Troubleshooting Worker Crashing Issues

Last updated: November 7, 2024

Issue: Worker Crashing During Run

When a private worker crashes in Spacelift, it’s often due to insufficient memory to handle the stack being processed. This article provides guidance on how to diagnose and resolve worker crashes.

For Private Workers

If your private worker is crashing, the most common reason is memory exhaustion, especially with large or complex stacks.

Steps to Diagnose and Resolve

  1. Monitor CPU and Memory Usage
    Check the CPU and memory usage of your EC2 instance (or equivalent infrastructure) to determine if resource limits are being exceeded. For large stacks, consider using a larger instance type with more memory and processing power.
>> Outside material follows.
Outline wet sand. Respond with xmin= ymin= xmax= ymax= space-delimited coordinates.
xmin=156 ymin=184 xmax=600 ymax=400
  2. Enable Debug Logging for Terraform Stacks
    If you're using Terraform, set the environment variable TF_LOG=DEBUG to enable detailed logging. This can provide additional insights and clues about which processes are consuming memory.

    How to Set TF_LOG:

    • Go to your stack's environment tab

    • Add:

      • Name: TF_LOG

      • Value: DEBUG

For Public Workers

If you encounter crashing issues with a public worker, please reach out to the Spacelift support team. Be sure to provide your Run ID so they can assist you more effectively.

Summary

Worker crashes are commonly caused by memory limitations, especially on private workers handling large stacks. Monitoring resource usage and enabling TF_LOG=DEBUG can help identify the root cause. For public worker issues, contact Spacelift Support with the relevant run information.